FürElise: Capturing and Physically Synthesizing Hand Motions of Piano Performance

TL;DR

This paper constructs a first-of-its-kind large-scale dataset that contains approximately 10 hours of 3D hand motion and audio from 15 elite-level pianists playing 153 pieces of classical music and develops a pipeline that can synthesize physically-plausible hand motions for musical scores outside of the dataset.

Abstract

Piano playing requires agile, precise, and coordinated hand control that stretches the limits of dexterity.
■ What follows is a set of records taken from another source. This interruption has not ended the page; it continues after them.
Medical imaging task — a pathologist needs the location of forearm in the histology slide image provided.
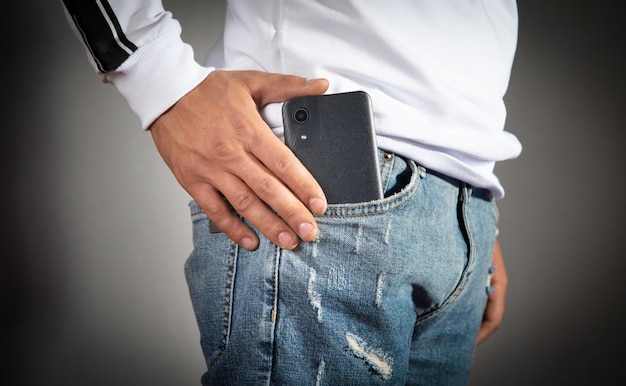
[63,0,212,128]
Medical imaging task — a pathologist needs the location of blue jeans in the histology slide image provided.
[185,151,497,386]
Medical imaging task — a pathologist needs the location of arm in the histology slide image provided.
[64,0,328,249]
[476,239,509,344]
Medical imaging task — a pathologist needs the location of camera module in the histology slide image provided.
[293,107,309,124]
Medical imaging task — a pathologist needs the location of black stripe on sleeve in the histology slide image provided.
[63,0,137,72]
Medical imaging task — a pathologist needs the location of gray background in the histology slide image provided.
[0,0,626,386]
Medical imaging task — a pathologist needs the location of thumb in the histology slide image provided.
[248,73,328,107]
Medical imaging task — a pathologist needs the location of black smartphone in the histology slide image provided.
[282,91,383,204]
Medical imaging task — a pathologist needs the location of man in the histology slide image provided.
[64,0,521,385]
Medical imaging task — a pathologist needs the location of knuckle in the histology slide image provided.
[213,140,236,159]
[256,177,278,197]
[228,189,255,213]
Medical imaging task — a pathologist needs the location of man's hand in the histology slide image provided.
[476,239,509,344]
[150,71,328,250]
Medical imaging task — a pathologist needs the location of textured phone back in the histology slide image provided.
[283,91,382,204]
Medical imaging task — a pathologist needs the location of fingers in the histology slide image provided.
[151,71,328,249]
[248,72,328,107]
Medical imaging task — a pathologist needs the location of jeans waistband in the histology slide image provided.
[426,169,493,201]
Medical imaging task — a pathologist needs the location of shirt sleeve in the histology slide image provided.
[62,0,213,129]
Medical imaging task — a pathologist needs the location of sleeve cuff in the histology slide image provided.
[103,31,214,130]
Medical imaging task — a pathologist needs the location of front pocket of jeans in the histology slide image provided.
[318,161,420,222]
[185,201,238,367]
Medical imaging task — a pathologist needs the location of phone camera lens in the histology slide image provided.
[293,107,309,123]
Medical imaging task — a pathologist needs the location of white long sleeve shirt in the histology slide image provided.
[64,0,522,198]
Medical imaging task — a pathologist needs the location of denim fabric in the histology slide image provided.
[185,151,497,386]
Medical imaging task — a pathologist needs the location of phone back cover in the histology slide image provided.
[283,91,383,204]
Hand motion models with the sophistication to accurately recreate piano playing have a wide range of applications in character animation, embodied AI, biomechanics, and VR/AR. In this paper, we construct a first-of-its-kind large-scale dataset that contains approximately 10 hours of 3D hand motion and audio from 15 elite-level pianists playing 153 pieces of classical music. To capture natural performances, we designed a markerless setup in which motions are reconstructed from multi-view videos using state-of-the-art pose estimation models. The motion data is further refined via inverse kinematics using the high-resolution MIDI key-pressing data obtained from sensors in a specialized Yamaha Disklavier piano. Leveraging the collected dataset, we developed a pipeline that can synthesize physically-plausible hand motions for musical scores outside of the dataset. Our approach employs a combination of imitation learning and reinforcement learning to obtain policies for physics-based bimanual control involving the interaction between hands and piano keys. To solve the sampling efficiency problem with the large motion dataset, we use a diffusion model to generate natural reference motions, which provide high-level trajectory and fingering (finger order and placement) information. However, the generated reference motion alone does not provide sufficient accuracy for piano performance modeling. We then further augmented the data by using musical similarity to retrieve similar motions from the captured dataset to boost the precision of the RL policy. With the proposed method, our model generates natural, dexterous motions that generalize to music from outside the training dataset.

Figures (11)

• Figure 1: Our paper (a) collects the first large-scale 3D hand motion dataset of piano playing, accompanied by synchronized audio and key pressing events; (b) proposes a method that can control a physically simulated hand to play novel pieces 'unheard' from the training set.
• Figure 2: Overview of our pipeline to reconstruct motion data from multi-view videos. We (a) shoot 4K videos from 5 different views at 59.94 FPS using RGB camera; (b) detect 2D keypoints of the hands from each view; (c) triangulate the 2D keypoints into 3D hand skeletons with calibrated camera intrinsics and extrinsics; (d) fit the skeleton onto MANO hand meshes manohand; and (e) run IK with ground-truth MIDI as end effector goals to refine the finger placements for correct key pressing.
• Figure 3: Data capture setup. Five GoPro cameras are placed around the piano to provide multi-view recordings of elite pianists' performances.
• Figure 4: Examples of some piano skills in our dataset, including scales, octaves, and arpeggio. The trajectory of each fingertip is visualized. The green keys show the pressed keys through the trajectory.
• Figure 5: Overview of our method to physically simulate piano performance from a given sheet music. We use MIDI to retrieve motion data from the collected motion dataset and as input to a diffusion model for generating piano performance motions. These two sets of motions are combined into a reference motion ensemble. Utilizing the reference motions, we then employ two discriminator ensembles and three critics, which consider imitation and goal rewards, respectively, to train a control policy via reinforcement learning.